Das Urteil des Verwaltungsgerichts ist dem Kläger am 27. Januar 1966 zugestellt worden. Mit Schriftsatz vom 12. März 1966 hat er um Bewilligung des Armenrechts nachgesucht. Da die Rechtsmittelbelehrung hinsichtlich der Beschwerde gegen die Nichtzulassung der Revision ordnungsgemäß ist, war zu diesem Zeitpunkt die Beschwerdefrist von einem Monat längst verstrichen. Eine Beschwerde, die jetzt eingelegt würde, müßte deshalb verworfen werden, weil der Kläger innerhalb der Monatsfrist nicht alles Zumutbare getan hat, um die vorschriftsmäßige Einlegung der Beschwerde in die Wege zu leiten (§§ 132 Abs. 3; 60 Abs. 1 VwGO). Sie hätte sonach keine hinreichende Aussicht auf Erfolg, so daß das Armenrecht insoweit zu versagen ist (§ 166 VwGO in Verbindung mit § 114 Abs. 1 ZPO).

2

Die Rechtsmittelbelehrung ist jedoch, soweit sie die Revision betrifft, dadurch irreführend, daß sie auch auf § 133 VwGO Bezug nimmt. Sie hat daher die Revisionsfrist nicht in Lauf gesetzt. Es ist nicht auszuschließen, daß Verfahrensrügen z.B. in Richtung auf unzureichende Sachaufklärung (so etwa hinsichtlich der Wohnung K.straße 62) und fehlende Unmittelbarkeit der Beweisaufnahme Erfolg haben können.

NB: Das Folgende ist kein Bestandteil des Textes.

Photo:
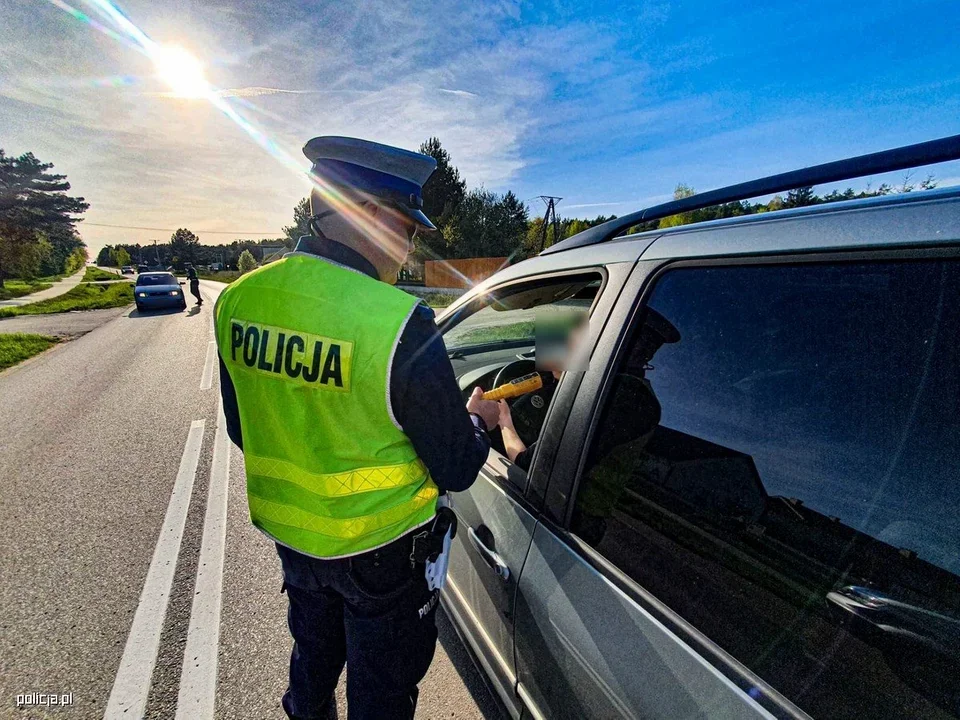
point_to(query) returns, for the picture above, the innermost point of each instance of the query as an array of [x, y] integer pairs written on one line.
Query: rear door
[[760, 515]]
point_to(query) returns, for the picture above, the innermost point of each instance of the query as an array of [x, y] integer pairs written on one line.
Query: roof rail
[[926, 153]]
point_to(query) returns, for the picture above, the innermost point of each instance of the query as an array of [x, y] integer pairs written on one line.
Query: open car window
[[507, 319]]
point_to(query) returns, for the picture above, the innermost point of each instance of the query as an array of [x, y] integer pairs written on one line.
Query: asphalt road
[[110, 455]]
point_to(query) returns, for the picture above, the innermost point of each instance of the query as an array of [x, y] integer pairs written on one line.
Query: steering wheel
[[528, 411]]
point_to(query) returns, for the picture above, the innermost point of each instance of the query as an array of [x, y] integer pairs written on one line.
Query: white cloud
[[469, 74]]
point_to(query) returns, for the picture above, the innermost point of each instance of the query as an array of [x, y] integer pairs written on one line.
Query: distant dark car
[[156, 290]]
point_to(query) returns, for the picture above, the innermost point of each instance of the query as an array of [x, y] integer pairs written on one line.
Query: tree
[[247, 262], [184, 245], [301, 223], [680, 192], [33, 201], [487, 225], [801, 197], [443, 194]]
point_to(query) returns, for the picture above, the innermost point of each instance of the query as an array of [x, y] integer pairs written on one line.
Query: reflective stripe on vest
[[308, 346]]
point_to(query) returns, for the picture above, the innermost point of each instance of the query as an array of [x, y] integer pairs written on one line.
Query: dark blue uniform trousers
[[372, 612]]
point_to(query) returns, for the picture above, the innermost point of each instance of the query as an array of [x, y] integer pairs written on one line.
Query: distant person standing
[[194, 284]]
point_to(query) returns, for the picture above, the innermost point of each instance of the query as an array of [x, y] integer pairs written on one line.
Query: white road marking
[[198, 677], [128, 698], [206, 382]]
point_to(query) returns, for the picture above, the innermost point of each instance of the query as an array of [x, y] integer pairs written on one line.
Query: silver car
[[749, 504]]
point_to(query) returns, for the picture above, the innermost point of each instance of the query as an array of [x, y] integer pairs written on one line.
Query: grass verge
[[17, 347], [433, 299], [227, 276], [19, 288], [94, 274], [82, 297]]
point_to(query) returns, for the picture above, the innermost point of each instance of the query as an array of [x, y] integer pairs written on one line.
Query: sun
[[182, 72]]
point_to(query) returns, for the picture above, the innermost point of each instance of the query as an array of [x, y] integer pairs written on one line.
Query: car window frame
[[612, 280], [592, 398]]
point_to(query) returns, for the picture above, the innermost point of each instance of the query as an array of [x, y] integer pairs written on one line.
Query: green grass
[[94, 274], [17, 347], [19, 288], [434, 299], [82, 297], [227, 276]]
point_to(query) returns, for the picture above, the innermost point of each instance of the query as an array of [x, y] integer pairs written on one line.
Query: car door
[[496, 515], [781, 510]]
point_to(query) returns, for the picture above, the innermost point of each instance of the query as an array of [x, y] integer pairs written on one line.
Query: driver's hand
[[506, 419], [486, 409]]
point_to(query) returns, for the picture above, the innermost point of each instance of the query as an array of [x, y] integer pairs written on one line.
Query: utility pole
[[550, 216], [157, 250]]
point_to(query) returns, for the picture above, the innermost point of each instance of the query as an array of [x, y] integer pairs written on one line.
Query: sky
[[608, 105]]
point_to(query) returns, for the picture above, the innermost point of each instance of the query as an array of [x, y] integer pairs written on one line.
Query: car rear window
[[164, 279], [777, 463]]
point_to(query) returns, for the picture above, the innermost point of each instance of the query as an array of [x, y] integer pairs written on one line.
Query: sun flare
[[182, 71]]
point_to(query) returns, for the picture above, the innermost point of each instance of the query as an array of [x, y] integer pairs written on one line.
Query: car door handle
[[489, 556]]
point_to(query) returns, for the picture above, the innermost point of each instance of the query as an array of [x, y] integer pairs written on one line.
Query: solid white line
[[128, 698], [198, 677], [206, 382]]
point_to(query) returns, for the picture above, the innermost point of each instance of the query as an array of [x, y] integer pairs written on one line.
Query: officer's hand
[[486, 409], [506, 419]]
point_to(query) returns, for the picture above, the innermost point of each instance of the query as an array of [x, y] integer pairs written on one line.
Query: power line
[[272, 233], [549, 218]]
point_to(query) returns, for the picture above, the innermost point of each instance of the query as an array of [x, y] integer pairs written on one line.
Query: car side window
[[777, 462], [495, 340]]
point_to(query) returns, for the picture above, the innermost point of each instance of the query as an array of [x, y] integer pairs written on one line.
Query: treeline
[[478, 222], [185, 247], [38, 220], [472, 223], [801, 197]]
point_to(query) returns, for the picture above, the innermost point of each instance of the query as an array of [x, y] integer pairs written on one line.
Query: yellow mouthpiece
[[515, 388]]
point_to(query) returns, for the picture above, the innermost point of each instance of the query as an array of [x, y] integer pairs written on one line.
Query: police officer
[[338, 389], [194, 284]]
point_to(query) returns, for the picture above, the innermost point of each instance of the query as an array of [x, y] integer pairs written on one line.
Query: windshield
[[161, 279], [510, 320]]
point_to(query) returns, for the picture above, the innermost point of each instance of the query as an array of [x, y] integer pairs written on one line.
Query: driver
[[558, 340]]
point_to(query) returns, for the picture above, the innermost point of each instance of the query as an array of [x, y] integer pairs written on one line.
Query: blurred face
[[395, 241]]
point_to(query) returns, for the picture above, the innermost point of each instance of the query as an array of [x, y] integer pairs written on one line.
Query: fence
[[463, 273]]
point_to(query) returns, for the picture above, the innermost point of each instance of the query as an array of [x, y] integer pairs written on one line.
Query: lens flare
[[181, 71], [184, 73]]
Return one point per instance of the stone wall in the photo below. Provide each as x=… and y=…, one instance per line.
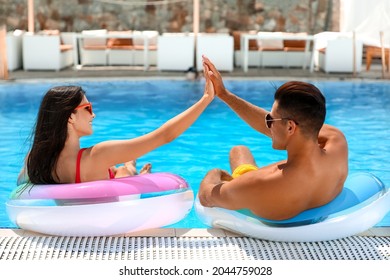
x=310, y=16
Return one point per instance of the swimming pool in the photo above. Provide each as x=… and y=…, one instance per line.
x=127, y=109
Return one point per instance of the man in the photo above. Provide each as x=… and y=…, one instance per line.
x=317, y=155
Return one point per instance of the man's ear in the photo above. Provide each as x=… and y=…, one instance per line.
x=71, y=119
x=291, y=127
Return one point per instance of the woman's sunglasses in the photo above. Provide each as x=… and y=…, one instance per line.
x=87, y=106
x=269, y=120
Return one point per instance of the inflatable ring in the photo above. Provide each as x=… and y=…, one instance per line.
x=363, y=202
x=100, y=208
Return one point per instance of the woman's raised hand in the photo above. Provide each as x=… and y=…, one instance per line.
x=214, y=75
x=209, y=91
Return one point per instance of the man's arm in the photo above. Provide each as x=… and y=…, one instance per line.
x=251, y=114
x=331, y=137
x=265, y=196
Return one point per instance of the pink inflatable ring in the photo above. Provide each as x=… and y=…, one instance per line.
x=101, y=208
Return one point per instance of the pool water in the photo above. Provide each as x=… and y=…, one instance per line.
x=127, y=109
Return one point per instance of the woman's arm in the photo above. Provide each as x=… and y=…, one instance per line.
x=251, y=114
x=118, y=151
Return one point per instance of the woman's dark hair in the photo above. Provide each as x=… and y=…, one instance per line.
x=51, y=132
x=303, y=103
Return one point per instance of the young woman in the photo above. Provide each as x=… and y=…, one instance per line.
x=65, y=115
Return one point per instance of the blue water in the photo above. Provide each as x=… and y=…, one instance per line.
x=127, y=109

Da nach § 339 Abs. 1 des Lastenausgleichsgesetzes vom 14. August 1952 (BGBl. I S. 446) in der jetzt gültigen Fassung die Revision keiner besonderen Zulassung bedarf, wenn ausschließlich wesentliche Mängel des Verfahrens gerügt werden, und ein solcher Fall hier gegeben scheint, war dem Kläger für das Revisionsverfahren das Armenrecht zu bewilligen.